Reputation: 175
I'm using a ctxsys.context index on one column to facilitate the Oracle Text full-text search feature. But having a problem when indexing numeric values that are separated by ',' or '.'.
I created the index like:
create index my_index on my_table(my_column)
indextype is ctxsys.context parameters ('SYNC (ON COMMIT)');
Then I insert four text documents:
insert into my_table (id, doc) values (1, 'FOO 300 BAR');
insert into my_table (id, doc) values (2, 'FOO 300 BAR 1,000.00');
insert into my_table (id, doc) values (3, 'FOO1FOO');
insert into my_table (id, doc) values (4, '1 FOO');
Now I would like to use the contains operator to search for 'FOO 300 BAR', '1,000.00' and a combination of both:
select score(1), id from my_table where contains(doc, 'FOO 300 BAR', 1) > 0;
select score(1), id from my_table where contains(doc, '1,000.00', 1) > 0;
select score(1), id from my_table where contains(doc, 'FOO 300 BAR 1,000.00', 1) > 0;
First one works as expected and I get both id 1 and 2 as a result. Although when I try to use 1,000.00 I get 0 rows as result.

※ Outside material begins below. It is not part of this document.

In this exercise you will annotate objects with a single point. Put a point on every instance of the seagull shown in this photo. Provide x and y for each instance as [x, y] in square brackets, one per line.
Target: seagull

As I read from the documentation it is using BASIC_LEXER as default. I also tried to specify the separators explicitly on the lexer and applied it to the index.
begin
ctx_ddl.create_preference('my_lex', 'BASIC_LEXER');
ctx_ddl.set_attribute('my_lex', 'numjoin', '.');
ctx_ddl.set_attribute('my_lex', 'numgroup', ',');
end;
create index my_index on my_table(doc)
indextype is ctxsys.context parameters ('SYNC (ON COMMIT) LEXER my_lex');
But I experienced the same behavior as before.
Could someone explain how Oracle Text treats numbers with separators and how I could configure the index so that separated numbers are treated as single words?
I'm using Oracle Database 11g Express Edition Release 11.2.0.2.0 - 64bit Production
Upvotes: 1
Views: 1402
Reputation: 4027
I am using Oracle 10g and I had the same issue you described with one minor difference.
I used this script:
begin
ctx_ddl.create_preference('my_lexer', 'BASIC_LEXER');
ctx_ddl.set_attribute('my_lexer', 'numjoin', '.');
ctx_ddl.set_attribute('my_lexer', 'numgroup', ',');
ctx_ddl.set_attribute('my_lexer', 'printjoins', '-/"_');
ctx_ddl.set_attribute('my_lexer', 'index_text', 'YES');
end;
And this to create the index:
Create Index my_table_TIX01 ON my_table (doc) INDEXTYPE IS CTXSYS.CONTEXT PARAMETERS('lexer my_lexer SYNC (ON COMMIT)')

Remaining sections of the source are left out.